I want to share my story with other women, in hopes of maybe helping someone out there that has or is being abused. or just needs advice on what to do, or make them open their eyes.
I’m 19 years old. I’m five months pregnant with a little girl…
May, I found out that I was pregnant. To be honest, I was not too excited about the thought of being a mommy, and I knew the guy I was with really didn’t love me. He was just looking for a free ride. He talked all the time about “how he had a reason to be a changed man” the baby… Well, we fought all the time. He hit me and abused me and no one in my house knew. He told me not to tell or he would kill me, and that I better not try to leave him.
June 5. I’m haunted by the memories that happened that day. I was four months pregnant then. Me and the dad to my baby were left alone that day. My three sisters and their boyfriends had left to the lake and my mom was at work, so it was just me and him. Well after everyone left, we got into a fight. He was saying all this crazy stuff, and how the baby was not his.. and then he hit me. That was it. I had, had enough. I told him to get his things and leave. He kept telling me no, and that he was going to kill himself. I left the bedroom and told him to get out and I meant it. I went and sat out in the kitchen, at the table. He came out of the bedroom and came right behind me and choked me till I passed out. I could feel him standing over me and abusing me, but my body wouldn’t get up. I couldn’t move or say anything, it was like when you have a dream and your moving around in your sleep. I’m not sure how long it took me to wake up, but when I did, I saw him running out the door. I could not see anything out of my right eye and at the time, I didn’t realize what had just happened. I didn’t even take time to look around. I just ran to the bathroom to see why I couldn’t see…. When I looked in the mirror, I saw blood. I was covered from head to toe with it. The whole right side of my face was beat bad! I couldn’t even move my left wrist, and my stomach was in so much pain!! I was crying and freaking out, and i couldn’t find the phone anywhere. When I found it, I called 911…

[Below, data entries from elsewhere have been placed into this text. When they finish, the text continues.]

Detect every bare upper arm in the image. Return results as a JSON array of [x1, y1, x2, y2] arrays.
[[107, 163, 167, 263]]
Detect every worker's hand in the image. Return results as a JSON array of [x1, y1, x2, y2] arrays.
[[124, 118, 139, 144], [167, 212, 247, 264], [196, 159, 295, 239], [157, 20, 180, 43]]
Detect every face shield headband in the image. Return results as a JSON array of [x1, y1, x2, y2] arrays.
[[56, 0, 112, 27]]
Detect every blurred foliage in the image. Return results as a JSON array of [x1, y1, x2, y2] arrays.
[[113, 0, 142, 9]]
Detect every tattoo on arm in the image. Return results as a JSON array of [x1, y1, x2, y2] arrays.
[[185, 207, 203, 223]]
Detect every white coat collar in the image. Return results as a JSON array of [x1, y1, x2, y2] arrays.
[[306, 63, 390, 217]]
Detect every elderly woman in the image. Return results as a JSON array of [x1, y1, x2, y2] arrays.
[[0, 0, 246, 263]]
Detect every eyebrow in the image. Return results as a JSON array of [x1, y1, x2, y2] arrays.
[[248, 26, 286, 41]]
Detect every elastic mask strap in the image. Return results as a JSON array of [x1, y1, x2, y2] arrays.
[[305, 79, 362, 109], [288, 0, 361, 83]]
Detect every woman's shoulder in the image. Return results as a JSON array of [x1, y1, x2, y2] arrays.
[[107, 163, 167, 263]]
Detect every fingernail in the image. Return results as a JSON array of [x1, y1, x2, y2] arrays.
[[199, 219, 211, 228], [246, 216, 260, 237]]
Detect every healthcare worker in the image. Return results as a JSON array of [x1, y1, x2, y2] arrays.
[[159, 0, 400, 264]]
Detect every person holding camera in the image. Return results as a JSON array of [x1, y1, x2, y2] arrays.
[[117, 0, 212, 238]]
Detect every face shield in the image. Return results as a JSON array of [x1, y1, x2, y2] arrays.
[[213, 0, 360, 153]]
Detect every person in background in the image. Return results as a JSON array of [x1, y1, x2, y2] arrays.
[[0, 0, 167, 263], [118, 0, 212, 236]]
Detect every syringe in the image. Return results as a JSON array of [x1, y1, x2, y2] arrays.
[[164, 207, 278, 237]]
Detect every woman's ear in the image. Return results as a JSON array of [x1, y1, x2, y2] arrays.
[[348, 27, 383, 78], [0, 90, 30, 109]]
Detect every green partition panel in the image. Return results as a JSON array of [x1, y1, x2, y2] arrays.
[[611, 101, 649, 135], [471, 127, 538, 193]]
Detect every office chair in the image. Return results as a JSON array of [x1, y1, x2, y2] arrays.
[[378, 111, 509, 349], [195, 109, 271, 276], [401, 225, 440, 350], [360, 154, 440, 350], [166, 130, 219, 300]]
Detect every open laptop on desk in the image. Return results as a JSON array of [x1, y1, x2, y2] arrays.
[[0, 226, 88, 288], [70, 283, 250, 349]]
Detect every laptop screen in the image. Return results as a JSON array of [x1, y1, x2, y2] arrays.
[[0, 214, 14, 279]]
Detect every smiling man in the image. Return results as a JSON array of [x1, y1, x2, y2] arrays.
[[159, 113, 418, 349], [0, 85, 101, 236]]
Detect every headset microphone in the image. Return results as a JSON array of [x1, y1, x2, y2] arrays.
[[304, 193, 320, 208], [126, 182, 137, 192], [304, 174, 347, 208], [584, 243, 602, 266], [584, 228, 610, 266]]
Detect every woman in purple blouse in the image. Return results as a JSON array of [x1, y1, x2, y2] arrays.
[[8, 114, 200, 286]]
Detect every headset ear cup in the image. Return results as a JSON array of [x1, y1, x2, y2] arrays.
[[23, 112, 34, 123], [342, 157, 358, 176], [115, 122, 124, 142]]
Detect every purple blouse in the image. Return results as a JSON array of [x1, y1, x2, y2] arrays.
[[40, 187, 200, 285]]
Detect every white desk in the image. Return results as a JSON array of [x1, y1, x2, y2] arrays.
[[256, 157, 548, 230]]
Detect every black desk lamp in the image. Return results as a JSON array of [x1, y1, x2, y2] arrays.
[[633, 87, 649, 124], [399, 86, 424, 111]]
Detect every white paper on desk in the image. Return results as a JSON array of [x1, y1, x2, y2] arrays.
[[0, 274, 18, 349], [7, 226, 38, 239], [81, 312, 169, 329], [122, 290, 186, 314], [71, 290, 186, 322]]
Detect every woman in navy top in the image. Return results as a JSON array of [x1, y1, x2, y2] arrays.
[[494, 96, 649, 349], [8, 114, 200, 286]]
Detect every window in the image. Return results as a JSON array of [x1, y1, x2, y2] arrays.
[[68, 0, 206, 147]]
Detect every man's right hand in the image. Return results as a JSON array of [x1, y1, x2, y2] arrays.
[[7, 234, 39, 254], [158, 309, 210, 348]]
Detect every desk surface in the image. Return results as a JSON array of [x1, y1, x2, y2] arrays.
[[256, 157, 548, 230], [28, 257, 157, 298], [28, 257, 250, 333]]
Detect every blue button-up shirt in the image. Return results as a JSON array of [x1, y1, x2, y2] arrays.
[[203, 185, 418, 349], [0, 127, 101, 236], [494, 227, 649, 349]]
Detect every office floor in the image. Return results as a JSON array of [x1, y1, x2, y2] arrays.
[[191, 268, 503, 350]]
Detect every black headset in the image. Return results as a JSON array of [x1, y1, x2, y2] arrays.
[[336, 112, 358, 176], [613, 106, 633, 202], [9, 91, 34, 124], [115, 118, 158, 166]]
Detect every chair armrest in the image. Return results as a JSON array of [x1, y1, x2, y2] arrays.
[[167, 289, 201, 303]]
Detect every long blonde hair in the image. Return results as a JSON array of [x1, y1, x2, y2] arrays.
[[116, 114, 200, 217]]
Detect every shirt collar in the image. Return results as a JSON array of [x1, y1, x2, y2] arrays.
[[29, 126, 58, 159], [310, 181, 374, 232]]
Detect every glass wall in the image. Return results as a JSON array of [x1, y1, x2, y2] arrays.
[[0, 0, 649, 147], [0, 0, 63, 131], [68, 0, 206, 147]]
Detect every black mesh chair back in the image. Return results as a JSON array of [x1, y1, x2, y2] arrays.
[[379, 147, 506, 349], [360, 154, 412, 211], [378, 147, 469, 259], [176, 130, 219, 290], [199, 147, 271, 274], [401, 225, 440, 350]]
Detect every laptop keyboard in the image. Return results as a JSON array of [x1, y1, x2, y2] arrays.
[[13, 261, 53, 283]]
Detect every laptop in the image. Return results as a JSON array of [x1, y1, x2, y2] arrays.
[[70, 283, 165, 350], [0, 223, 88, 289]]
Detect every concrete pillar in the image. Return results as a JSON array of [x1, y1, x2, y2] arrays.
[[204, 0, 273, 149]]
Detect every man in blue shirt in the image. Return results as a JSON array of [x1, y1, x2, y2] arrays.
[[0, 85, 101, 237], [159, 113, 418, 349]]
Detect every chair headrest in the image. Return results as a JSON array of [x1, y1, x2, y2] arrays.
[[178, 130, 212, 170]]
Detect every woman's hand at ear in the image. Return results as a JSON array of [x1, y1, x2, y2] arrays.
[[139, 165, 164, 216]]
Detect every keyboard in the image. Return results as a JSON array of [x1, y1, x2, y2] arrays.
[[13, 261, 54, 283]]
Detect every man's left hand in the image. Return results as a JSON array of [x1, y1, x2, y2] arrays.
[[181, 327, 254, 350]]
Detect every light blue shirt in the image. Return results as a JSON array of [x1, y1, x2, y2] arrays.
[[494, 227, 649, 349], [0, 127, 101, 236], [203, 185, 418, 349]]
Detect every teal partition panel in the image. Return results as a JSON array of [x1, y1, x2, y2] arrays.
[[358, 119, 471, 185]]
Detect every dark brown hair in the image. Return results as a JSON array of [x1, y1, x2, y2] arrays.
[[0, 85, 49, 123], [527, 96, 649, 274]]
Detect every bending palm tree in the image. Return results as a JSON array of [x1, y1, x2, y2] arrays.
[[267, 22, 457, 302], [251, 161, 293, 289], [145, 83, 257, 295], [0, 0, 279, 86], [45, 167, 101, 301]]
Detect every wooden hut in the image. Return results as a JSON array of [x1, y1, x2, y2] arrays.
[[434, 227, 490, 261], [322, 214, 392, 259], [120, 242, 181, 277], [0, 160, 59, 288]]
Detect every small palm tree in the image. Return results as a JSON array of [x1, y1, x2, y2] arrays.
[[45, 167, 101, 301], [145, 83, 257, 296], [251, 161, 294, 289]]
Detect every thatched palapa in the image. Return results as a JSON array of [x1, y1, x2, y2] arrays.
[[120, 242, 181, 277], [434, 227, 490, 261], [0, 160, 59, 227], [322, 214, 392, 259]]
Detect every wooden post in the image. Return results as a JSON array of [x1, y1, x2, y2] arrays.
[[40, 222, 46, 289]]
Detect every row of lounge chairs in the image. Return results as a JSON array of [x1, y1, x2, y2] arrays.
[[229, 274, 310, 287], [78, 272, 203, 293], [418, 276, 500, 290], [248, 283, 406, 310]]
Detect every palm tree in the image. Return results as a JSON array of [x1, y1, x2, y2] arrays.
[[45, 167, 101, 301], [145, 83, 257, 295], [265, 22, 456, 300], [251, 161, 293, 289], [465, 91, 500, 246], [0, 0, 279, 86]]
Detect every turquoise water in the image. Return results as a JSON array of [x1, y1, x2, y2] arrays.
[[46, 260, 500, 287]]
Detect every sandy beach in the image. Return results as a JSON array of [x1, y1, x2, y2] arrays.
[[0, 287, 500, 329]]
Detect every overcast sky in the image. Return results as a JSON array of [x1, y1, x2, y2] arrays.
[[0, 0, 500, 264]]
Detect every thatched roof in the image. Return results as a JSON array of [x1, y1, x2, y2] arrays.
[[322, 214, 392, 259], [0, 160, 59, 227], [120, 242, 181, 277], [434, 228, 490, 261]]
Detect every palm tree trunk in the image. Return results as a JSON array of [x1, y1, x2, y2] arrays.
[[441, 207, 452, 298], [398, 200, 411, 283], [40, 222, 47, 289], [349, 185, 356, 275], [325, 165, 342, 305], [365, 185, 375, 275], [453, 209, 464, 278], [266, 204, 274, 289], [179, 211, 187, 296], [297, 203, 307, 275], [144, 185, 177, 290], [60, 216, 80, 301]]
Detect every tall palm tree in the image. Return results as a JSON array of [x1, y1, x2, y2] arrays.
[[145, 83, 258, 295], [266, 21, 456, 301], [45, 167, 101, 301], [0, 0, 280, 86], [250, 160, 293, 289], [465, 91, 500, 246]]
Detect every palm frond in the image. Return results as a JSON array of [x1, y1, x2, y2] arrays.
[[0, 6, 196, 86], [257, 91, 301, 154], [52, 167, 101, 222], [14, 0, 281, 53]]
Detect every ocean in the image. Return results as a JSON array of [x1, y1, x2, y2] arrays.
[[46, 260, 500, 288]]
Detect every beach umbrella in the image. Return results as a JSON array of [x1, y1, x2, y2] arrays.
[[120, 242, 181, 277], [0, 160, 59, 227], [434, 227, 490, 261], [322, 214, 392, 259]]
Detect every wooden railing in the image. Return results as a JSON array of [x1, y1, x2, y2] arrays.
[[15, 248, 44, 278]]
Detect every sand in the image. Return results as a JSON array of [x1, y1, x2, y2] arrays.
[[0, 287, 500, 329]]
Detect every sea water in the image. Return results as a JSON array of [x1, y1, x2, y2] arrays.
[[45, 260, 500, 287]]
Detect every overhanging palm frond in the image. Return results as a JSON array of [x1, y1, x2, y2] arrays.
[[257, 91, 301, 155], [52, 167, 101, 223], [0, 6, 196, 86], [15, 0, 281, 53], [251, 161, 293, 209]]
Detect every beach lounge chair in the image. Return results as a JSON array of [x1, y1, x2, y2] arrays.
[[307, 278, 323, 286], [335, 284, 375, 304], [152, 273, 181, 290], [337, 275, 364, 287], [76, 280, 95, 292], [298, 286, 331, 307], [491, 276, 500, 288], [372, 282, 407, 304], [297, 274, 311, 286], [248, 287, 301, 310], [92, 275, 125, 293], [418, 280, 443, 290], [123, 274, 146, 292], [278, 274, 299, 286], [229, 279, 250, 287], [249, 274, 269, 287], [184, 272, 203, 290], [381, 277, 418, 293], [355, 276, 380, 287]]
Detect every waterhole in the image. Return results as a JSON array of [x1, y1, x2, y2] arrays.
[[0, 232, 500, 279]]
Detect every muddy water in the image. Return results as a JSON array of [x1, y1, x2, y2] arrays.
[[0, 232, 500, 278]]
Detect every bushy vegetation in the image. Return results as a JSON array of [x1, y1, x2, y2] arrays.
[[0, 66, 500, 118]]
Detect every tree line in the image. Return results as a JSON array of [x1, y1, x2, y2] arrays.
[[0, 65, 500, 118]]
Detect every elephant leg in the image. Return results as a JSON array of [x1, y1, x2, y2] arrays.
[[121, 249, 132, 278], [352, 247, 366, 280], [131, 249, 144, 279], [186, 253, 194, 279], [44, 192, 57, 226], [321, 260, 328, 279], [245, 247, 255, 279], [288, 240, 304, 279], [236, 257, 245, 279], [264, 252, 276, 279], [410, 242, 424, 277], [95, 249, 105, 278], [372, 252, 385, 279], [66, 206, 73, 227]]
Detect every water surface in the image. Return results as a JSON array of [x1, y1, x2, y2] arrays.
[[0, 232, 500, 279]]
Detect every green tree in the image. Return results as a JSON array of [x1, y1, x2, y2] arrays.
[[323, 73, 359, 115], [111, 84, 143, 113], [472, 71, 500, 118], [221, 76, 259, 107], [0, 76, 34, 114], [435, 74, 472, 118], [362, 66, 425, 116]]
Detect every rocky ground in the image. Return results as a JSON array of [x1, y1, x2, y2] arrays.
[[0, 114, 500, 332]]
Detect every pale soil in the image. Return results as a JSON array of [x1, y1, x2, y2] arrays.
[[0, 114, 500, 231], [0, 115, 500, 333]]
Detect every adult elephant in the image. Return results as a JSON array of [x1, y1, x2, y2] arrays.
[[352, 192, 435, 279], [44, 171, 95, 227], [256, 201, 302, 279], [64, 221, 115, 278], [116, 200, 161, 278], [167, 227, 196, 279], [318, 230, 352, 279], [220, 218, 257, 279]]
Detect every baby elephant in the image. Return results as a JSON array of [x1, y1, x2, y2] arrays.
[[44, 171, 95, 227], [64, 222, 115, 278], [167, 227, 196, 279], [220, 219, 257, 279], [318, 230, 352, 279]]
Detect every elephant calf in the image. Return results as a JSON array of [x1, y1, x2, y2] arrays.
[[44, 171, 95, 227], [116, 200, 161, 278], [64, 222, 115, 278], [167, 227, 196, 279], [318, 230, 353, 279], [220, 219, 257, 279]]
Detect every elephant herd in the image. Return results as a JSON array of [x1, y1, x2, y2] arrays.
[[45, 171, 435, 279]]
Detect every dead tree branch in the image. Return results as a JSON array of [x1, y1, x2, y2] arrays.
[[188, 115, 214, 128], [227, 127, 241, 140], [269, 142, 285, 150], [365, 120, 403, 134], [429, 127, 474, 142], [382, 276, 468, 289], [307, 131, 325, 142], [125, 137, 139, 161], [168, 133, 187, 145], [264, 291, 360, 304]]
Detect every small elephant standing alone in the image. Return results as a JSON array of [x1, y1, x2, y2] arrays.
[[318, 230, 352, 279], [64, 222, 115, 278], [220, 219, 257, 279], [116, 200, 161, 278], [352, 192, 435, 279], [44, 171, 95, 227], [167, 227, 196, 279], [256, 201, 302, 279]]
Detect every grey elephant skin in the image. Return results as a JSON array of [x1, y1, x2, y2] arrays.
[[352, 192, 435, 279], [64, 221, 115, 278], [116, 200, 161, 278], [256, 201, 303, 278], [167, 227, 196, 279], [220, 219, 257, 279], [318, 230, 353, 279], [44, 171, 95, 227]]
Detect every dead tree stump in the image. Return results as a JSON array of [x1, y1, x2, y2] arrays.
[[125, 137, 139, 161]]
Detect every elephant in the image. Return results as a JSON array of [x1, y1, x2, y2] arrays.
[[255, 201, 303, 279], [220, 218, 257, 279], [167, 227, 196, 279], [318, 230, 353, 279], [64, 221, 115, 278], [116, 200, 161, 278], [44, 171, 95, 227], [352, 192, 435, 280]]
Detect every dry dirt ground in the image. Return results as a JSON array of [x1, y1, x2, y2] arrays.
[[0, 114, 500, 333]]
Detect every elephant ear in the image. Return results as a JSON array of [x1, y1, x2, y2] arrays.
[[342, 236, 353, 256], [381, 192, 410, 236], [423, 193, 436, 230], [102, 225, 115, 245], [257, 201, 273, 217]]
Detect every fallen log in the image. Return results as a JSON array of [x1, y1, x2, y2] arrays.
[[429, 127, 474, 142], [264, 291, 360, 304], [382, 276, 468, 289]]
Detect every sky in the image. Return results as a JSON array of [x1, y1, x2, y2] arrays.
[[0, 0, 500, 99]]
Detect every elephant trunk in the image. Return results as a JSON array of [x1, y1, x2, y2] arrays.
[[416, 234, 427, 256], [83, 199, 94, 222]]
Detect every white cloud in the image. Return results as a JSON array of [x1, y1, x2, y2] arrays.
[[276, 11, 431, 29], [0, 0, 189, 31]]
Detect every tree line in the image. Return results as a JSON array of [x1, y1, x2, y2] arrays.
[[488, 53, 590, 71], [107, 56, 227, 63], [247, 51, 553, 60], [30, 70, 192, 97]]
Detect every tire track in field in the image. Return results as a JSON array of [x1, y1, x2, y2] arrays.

To my surprise, they where already on their way. I guess he ran out to the middle of the road and told people that he had been stabbed, and the clothes he was wearing were covered in my blood… I remember being weak and forcing myself to walk to the end of the driveway, and wait for the cops, because I didn’t want them to miss me… By the time the cops got there, he had came back to the house, and was crying to the cops about how he was sorry and didn’t know it was me that he stabbed, that he didn’t mean it. I was air flown back to a hospital that was four hours from where I live. When I got to the hospital, I went straight to surgery. They told my mom that they were not sure I was going to make it. I had lost a lot of blood. I spent over 30 hours total in surgery: my nose and eye socket where broke, I was stabbed four times in the stomach and an inch away from my heart, and my hand, he tried to cut it off. He had cut all the way to my bone! I came out of surgery and was told they cant check on my baby till later and i had to have three blood transfusions. Three days later, they did some test and scanned my baby. To everyone’s surprise, she was moving around just as much as she could. I remember crying as soon as I saw her moving… My baby and i are both soo lucky he missed my heart and her by an inch!!
July- a little over a month later and I’m still dealing with that day. They have since then found other problems with me… I black out a lot, the doctors say its from trauma. My liver has scars and they say its from the stabbing. I have to go back into surgery. I have dreams every night and that day just replays in my head… He has not yet had a sentence. I don’t know if he’ll be in jail a few years or the rest of his life… Last I heard was that he cut the tattoo out of his arm that had my name on it, and is being watched over because he has tried killing himself. I have no sorrow for him, and hope that he spends the rest of his life behind bars… I’ve learned the hard way. I don’t regret getting pregnant or still having her, I just regret that I let things get that bad.
Ladies, I don’t know you all…or your stories, but if your relationships are abusive, you need to get out… Pregnant or not, no man has any right to ever hit you. That’s not love, and sorry just does not make up for it…
Please don’t put your innocent kids and unborn babies through that.